Information for building a simple Seeks P2P client
From Seeks
Seeks has an API to send queries and receive results.
Using the API, one call on a Seeks node then does the work of calling more nodes, and merging their results.
To call on other nodes, Seeks uses a simple protocol that allows it to retrieve results for a range of similar queries around the initial query. This range is referred to as a query halo.
It is possible for a developer to write his/her own application to communicate with each Seeks node directly, not using the high level API.
Doing this allows a developer to retrieve results (not the meta-search engine results) from each Seeks node of interest, and to merge / rank them using his/her own sauce.
The procedure is as follows:
- First create the query halo by computing n-grams over the initial query. Seeks works with n=5, though this is a configurable value. Most importantly, Seeks uses a special type of n-grams:
The sentence
Houston we have a problem
becomes
Houston ... Houston <skip> have a problem Houston we <skip> have a problem ... Houston <skip> <skip> a problem ...

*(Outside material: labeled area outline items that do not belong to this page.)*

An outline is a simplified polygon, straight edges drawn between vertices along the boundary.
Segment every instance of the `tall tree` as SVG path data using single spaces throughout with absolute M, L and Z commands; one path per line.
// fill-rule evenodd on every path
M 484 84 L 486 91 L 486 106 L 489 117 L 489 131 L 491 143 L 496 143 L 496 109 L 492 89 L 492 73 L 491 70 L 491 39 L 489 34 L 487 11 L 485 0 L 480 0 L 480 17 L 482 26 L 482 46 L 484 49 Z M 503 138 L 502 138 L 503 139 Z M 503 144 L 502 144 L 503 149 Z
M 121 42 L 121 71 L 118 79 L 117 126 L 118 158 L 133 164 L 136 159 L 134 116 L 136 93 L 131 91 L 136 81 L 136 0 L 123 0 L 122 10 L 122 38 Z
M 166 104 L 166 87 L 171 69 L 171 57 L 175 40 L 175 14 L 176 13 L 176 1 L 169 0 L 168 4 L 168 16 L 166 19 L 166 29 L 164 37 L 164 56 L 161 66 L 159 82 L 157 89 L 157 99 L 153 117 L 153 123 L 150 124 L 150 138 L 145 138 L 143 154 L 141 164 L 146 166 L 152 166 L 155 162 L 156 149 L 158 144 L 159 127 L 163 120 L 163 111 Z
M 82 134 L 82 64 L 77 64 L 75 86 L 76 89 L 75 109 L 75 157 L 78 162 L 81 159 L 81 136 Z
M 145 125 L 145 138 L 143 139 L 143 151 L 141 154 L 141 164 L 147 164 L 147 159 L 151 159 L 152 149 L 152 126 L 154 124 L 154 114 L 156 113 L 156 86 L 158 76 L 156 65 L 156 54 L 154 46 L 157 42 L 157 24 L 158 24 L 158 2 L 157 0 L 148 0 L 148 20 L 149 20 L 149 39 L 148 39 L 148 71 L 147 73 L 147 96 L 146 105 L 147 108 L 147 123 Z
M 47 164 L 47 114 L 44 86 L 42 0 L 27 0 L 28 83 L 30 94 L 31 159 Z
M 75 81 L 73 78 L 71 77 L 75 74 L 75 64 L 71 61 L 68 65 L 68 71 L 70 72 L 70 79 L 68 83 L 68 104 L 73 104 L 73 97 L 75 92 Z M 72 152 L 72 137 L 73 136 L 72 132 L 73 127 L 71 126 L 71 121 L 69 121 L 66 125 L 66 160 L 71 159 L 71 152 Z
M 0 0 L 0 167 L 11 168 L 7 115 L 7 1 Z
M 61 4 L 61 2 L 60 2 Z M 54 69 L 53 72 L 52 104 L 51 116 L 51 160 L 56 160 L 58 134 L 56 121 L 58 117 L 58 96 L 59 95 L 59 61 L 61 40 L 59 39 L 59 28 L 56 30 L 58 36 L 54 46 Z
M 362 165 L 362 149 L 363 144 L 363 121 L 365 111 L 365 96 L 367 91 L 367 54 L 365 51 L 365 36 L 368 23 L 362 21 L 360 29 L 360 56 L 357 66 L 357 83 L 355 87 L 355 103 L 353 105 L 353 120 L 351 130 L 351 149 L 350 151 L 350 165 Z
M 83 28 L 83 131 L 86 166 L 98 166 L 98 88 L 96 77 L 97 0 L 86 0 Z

The <skip> word is used to match similar strings. It must be used as it is, that is using <skip> exactly.
Many developers may not want to bother with such a procedure. In this case, generating a subset of the n-grams above will work. Typically, not using the <skip> keyword, or computing unigrams, that is each single word in the original query, will work. The difference with the reference implementation is that the matching of similar queries will be less efficient.
- Hash every generated n-gram with RIPEMD-160
Hashing is a simple step: simply hash every generated string.
The one rule is that if you are using the <skip> keyword, you must be careful that:
- you select strings that do not contain the
<skip>keyword, - rank the words in these strings into alphabetical order before you hash the whole string.
You can compare your halo to the reference hashed halo generation by using
./src/lsh/tests/gen_mrf_query_160 "Houston we have a problem" 0 5
where 5 is the value given to n.
- Select a Seeks node and (cf API) send HTTP POST request with body filled with all hashes, serialized as protobuffers,
You must use the following protobuffer message structure (see src/plugins/udb_service/halo_msg.proto):
message hash_halo
{
required uint32 expansion = 1;
repeated string key = 2;
}
and use the following HTTP headers
Content-Type: application/x-protobuf
- answer comes in the form of a list of results, serialized as a protobuffers, using the following message structure (see src/plugins/query_capture/db_query_record_msg.proto):
package sp.db;
import "db_record_msg.proto";
message visited_url
{
required string url = 1;
required int32 hits = 2; /* url hits for this query. */
optional string title = 3; /* url title. */
optional string summary = 4; /* snippet summary. */
optional uint32 url_date = 5; /* URL data date. */
}
message visited_urls
{
repeated visited_url vurl = 1;
}
message related_queries
{
repeated related_query rquery = 1;
}
message related_query
{
required uint32 radius = 1; /* similarity radius to the original query. */
required string query = 2; /* query (may be hashed). */
required uint32 query_hits = 3; /* number of query hits. */
required visited_urls vurls = 4; /* visited urls for this query. */
}
extend sp.db.record
{
required related_queries queries = 4; /* original queries */
}
- error codes:
HTML error pages.
- repeat the HTTP POST to every seeks node in the ring of interest, and merge results.